All stress experiments, regardless of background or using the pooled yeast deletion library, were performed identically. Cells were first grown to mid-log phase in 25 mL sc+glu in a 250-mL flask at 30°C and then washed. They were transferred to 50 mL Falcon tubes and centrifuged for five minutes at 3000 rcf to pellet in an Allegra 25R centrifuge (Beckman Coulter). The supernatant was discarded, and the cells were resuspended in 25 mL deionized water. They were again centrifuged for five minutes at 3000 rcf to pellet. The supernatant was discarded, and the cells were resuspended in 1 mL of deionized water. They were then centrifuged at 20,000 rcf to pellet on a benchtop centrifuge. The supernatant was discarded, and the cells were resuspended in 600 microliters of deionized water. The pre-stress time points for all experiments were taken from this cell suspension.

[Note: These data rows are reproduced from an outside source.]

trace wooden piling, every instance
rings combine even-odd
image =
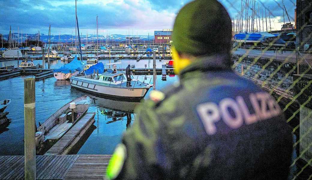
[[[24,80],[25,179],[36,179],[35,78]]]
[[[44,48],[42,48],[42,68],[45,69],[45,63],[46,61],[44,60]]]
[[[153,51],[153,90],[156,90],[156,51]]]

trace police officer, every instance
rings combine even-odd
[[[129,64],[126,68],[126,76],[127,76],[127,86],[132,86],[131,85],[131,71]]]
[[[287,179],[291,129],[274,99],[232,70],[231,24],[216,0],[180,11],[172,34],[179,83],[139,106],[108,178]]]

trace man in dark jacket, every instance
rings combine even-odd
[[[232,69],[231,24],[216,0],[180,11],[172,34],[179,83],[139,105],[109,179],[287,179],[291,129],[275,100]]]
[[[126,76],[127,76],[127,86],[132,86],[131,85],[131,71],[129,64],[126,68]]]

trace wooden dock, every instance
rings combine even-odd
[[[110,155],[37,156],[37,179],[103,179]],[[0,179],[24,179],[23,156],[0,156]]]
[[[90,126],[94,123],[95,113],[87,113],[46,153],[45,155],[67,154]]]

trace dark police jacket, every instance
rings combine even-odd
[[[126,76],[127,76],[127,78],[130,78],[131,72],[131,71],[130,70],[130,68],[127,67],[127,68],[126,68]]]
[[[199,59],[163,100],[139,105],[117,179],[287,179],[292,139],[280,107],[218,57]]]

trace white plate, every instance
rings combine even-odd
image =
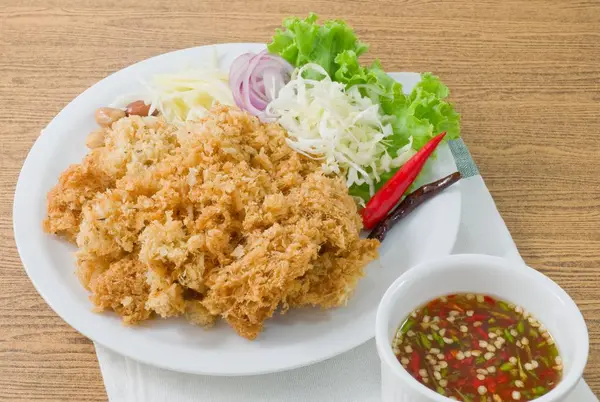
[[[344,308],[302,309],[276,316],[255,341],[240,338],[220,323],[211,330],[183,320],[153,320],[126,327],[112,313],[95,314],[88,294],[74,275],[74,246],[45,234],[46,193],[61,172],[86,153],[85,137],[95,128],[94,110],[118,95],[140,89],[138,77],[175,72],[202,63],[214,49],[223,68],[260,44],[223,44],[163,54],[125,68],[92,86],[65,107],[33,145],[23,165],[14,201],[17,248],[31,281],[46,302],[88,338],[133,359],[171,370],[212,375],[261,374],[305,366],[346,352],[375,334],[375,314],[388,286],[408,267],[450,254],[460,220],[460,191],[446,190],[421,206],[388,235],[380,261],[366,269]],[[419,75],[394,76],[407,89]],[[448,147],[429,166],[429,180],[452,173]]]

To stress the cells with ethanol or hydrogen peroxide, 400 microliters of the suspension was added to 600 microliters of solution containing the appropriate stress, immediately vortexed, set at room temperature for two minutes, vortexed again, and immediately removed from the stress. The 600 microliters of solution contained the level of the stressor such that the final 1 mL of cell suspension contained the desired concentration of ethanol or hydrogen peroxide. For example, if the cells were to experience a stress level of 20% ethanol, 200 microliters of 100% ethanol were added to 400 microliters of deionized water. As soon as 400 microliters of cells were added to this solution, the final 1 mL volume of cells would immediately encounter the 20% ethanol stress. In the case of heat stress, 400 microliters of the pre-stress cell suspension were added to 600 microliters of deionized water. This 1 mL of cell suspension was vortexed, placed in a water bath at the desired temperature for two minutes, vortex again, and immediately removed from the stress.

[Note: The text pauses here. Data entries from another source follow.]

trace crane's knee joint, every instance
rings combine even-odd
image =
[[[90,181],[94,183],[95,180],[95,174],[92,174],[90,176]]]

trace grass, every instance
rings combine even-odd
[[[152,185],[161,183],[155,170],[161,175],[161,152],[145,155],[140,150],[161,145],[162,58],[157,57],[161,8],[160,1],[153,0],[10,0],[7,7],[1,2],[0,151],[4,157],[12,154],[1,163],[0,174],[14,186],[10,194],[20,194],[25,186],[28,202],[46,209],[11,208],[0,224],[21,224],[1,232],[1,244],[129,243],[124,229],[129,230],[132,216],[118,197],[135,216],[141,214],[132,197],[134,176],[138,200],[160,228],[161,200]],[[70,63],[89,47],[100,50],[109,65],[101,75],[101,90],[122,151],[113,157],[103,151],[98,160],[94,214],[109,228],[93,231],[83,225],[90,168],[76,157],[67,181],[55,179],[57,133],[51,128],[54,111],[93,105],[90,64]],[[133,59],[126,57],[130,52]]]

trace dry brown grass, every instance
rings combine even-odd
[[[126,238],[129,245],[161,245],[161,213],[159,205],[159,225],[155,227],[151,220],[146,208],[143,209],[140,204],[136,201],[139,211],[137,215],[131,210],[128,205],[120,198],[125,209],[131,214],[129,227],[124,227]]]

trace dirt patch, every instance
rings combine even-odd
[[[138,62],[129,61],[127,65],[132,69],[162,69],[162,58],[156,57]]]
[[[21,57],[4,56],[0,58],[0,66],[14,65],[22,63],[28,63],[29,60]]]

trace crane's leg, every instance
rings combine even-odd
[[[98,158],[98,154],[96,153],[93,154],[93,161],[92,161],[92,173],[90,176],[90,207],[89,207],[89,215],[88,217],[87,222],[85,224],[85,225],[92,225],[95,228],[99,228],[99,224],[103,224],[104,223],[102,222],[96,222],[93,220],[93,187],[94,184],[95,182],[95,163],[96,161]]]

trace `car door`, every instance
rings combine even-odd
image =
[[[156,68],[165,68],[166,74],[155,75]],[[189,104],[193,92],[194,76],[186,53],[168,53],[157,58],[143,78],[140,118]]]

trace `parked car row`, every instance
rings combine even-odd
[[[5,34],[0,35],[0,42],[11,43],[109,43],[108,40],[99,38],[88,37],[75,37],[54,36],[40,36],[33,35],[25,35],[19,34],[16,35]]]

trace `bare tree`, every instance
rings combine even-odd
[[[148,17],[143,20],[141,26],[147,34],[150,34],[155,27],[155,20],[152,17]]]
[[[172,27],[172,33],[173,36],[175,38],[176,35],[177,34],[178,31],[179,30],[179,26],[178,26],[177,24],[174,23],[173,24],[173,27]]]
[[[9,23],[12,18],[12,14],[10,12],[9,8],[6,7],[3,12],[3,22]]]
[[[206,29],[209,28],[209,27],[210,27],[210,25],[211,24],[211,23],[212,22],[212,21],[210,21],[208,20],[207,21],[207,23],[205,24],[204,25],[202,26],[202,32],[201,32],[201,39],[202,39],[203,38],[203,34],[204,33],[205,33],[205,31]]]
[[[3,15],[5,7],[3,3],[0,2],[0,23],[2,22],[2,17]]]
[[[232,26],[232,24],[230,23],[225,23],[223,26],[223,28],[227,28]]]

For ethanol and hydrogen peroxide stress, the stress was removed through dilution. The 1 mL of stressed cells was diluted tenfold into deionized water and vortexed. The post-stress time points for all experiments were taken from this final cell suspension, whether it be for recovery or plating. A control experiment was performed in which cells were subjected to the tenfold diluted concentration of the desired stress. They were in this mild stress for four hours and plated periodically on sc+glu plates. There was no loss in viability in any of the tenfold diluted concentrations of either hydrogen peroxide or ethanol stress.

For all experiments in which fraction survival was calculated, 100 microliters were removed from the pre-stress and post-stress cell suspension for serial dilutions in deionized water and then plated on sc+glu plates. The number of colonies (CFU) from the plates were counted daily until the CFU count no longer increased. The number of cells before and after stress were calculated from the CFU counts. Fraction survival was defined as the ratio of post-stress cells to pre-stress cells.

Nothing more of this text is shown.